We sat at the back, partly because neither of us are Church of England - or for that matter know anything about Church of England - and it was all a bit unfamiliar, and partly because little baby R was due a change and feed, and more importantly, 10am is her poo time. Without fail, between 10 and 10:30am the little one roots, gurts and poos, thrashing her little legs about with the freedom of baby that has no understanding of propriety, extorting the most incredible expressions.

The last thing we wanted was to be on the front row, reading the wrong liturgy and struggling with a gurting, pooing, thrashing little rooter. So we found a spot on the back row.

The vicar - or would he have been a curate, clergyman or priest? - was a gentle, kind, bumbling old man. He had one of those bumbling, rambling, almost unintelligible posh accents where his r's are almost w's, a kind of speech impediment that is merely the result of upper-class breeding. Hilarious to listen to. I don't think I took a single word in, I was too busy enjoying his bumbling, Boris Johnson-esk, and trying to pinpoint his accent. Canterbury perhaps.

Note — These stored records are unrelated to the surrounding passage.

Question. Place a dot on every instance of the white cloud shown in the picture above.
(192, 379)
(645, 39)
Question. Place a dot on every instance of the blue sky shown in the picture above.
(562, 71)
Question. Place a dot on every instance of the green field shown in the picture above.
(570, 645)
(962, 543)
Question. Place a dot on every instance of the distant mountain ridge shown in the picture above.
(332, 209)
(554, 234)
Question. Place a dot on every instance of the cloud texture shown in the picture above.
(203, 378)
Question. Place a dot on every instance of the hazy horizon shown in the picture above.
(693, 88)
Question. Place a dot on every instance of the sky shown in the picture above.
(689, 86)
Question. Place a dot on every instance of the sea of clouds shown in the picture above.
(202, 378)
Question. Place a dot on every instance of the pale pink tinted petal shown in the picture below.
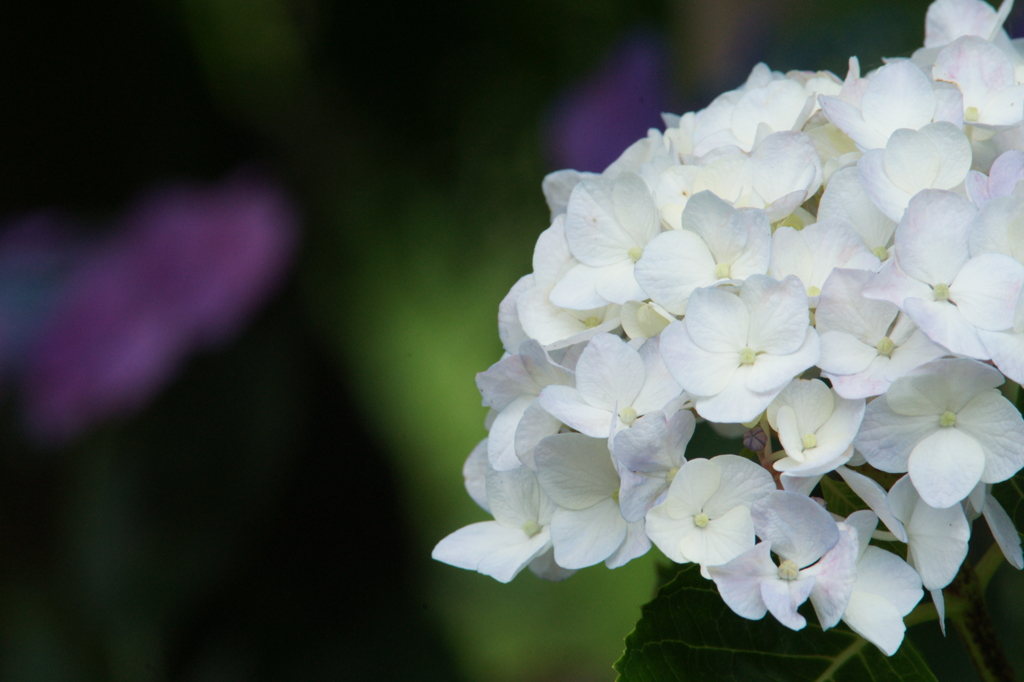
(739, 581)
(945, 325)
(986, 289)
(782, 597)
(589, 536)
(1004, 531)
(932, 238)
(697, 371)
(798, 527)
(945, 467)
(672, 266)
(996, 425)
(899, 95)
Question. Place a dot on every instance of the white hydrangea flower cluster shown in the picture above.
(834, 265)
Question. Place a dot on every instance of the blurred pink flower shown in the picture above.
(183, 271)
(593, 122)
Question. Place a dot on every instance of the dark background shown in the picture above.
(268, 513)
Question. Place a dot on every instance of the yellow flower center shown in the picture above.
(788, 570)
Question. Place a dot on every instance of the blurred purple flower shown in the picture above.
(592, 123)
(185, 268)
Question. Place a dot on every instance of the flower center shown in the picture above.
(628, 415)
(788, 570)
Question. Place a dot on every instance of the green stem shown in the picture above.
(988, 564)
(968, 613)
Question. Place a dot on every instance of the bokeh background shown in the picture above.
(251, 253)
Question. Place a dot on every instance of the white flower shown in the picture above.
(948, 19)
(648, 457)
(518, 535)
(717, 243)
(607, 225)
(865, 344)
(845, 198)
(946, 424)
(733, 354)
(588, 527)
(985, 77)
(937, 539)
(706, 517)
(812, 253)
(936, 157)
(1003, 177)
(818, 560)
(897, 95)
(886, 590)
(947, 292)
(781, 172)
(614, 385)
(511, 386)
(815, 426)
(539, 317)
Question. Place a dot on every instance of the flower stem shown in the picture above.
(968, 613)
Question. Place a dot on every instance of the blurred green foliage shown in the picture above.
(164, 548)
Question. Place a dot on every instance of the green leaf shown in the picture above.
(840, 498)
(687, 634)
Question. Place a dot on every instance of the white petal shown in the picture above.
(996, 425)
(577, 472)
(798, 527)
(718, 321)
(739, 581)
(945, 467)
(872, 494)
(589, 536)
(782, 597)
(899, 95)
(843, 353)
(932, 238)
(501, 440)
(945, 325)
(673, 265)
(1004, 531)
(692, 486)
(536, 425)
(565, 405)
(771, 373)
(876, 620)
(636, 544)
(617, 285)
(609, 372)
(834, 578)
(986, 289)
(742, 482)
(777, 313)
(721, 541)
(697, 371)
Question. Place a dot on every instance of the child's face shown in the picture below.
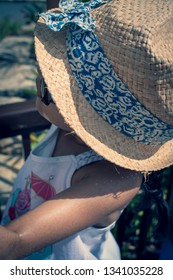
(49, 112)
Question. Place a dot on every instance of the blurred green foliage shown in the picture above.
(9, 27)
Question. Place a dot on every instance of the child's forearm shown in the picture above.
(9, 242)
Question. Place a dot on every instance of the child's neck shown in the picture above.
(69, 144)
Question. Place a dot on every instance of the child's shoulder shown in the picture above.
(106, 173)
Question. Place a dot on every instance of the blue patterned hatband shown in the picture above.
(96, 78)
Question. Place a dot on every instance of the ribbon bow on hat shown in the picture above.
(73, 12)
(117, 98)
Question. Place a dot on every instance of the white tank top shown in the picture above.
(43, 176)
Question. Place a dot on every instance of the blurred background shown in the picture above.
(17, 79)
(135, 231)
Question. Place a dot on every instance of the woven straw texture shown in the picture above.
(137, 37)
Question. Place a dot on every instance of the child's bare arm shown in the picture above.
(90, 200)
(52, 4)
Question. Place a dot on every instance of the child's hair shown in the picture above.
(153, 193)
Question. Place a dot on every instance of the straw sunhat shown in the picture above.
(134, 128)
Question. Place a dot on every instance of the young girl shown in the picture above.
(99, 87)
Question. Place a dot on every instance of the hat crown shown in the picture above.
(137, 37)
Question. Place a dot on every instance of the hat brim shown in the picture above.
(50, 48)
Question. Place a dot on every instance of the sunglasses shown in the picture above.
(46, 97)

He had a great hooked nose - I found myself imagining a caricature where his nose nearly reached his feet - and with all his robes, hood, and small round glasses he had the appearance of a benevolent eagle-god. Or an owl-god. I nearly wrote that he reminded me of an owl-god, but as I haven't ever met (or worshipped) an owl-god that would be untruthful.

We were all equipped with a hymnal and a little red book, which contained liturgy, readings, prayers and had the most infuriating page-numbering system known to man, animal or alien. At the bottom right of each page was the "real" page number, i.e. standard sequential numbering. At the bottom center of the page was another number. This was seemingly arbitrary, but teasingly sequential. For example, the real page numbers went from 1 to 55, the other numbers spanned from between 107 and 348. Those numbers are from memory, so if you challenge them, please don't be cross with me, just my memory, which at a tender age of 26 is deteriorating alarmingly.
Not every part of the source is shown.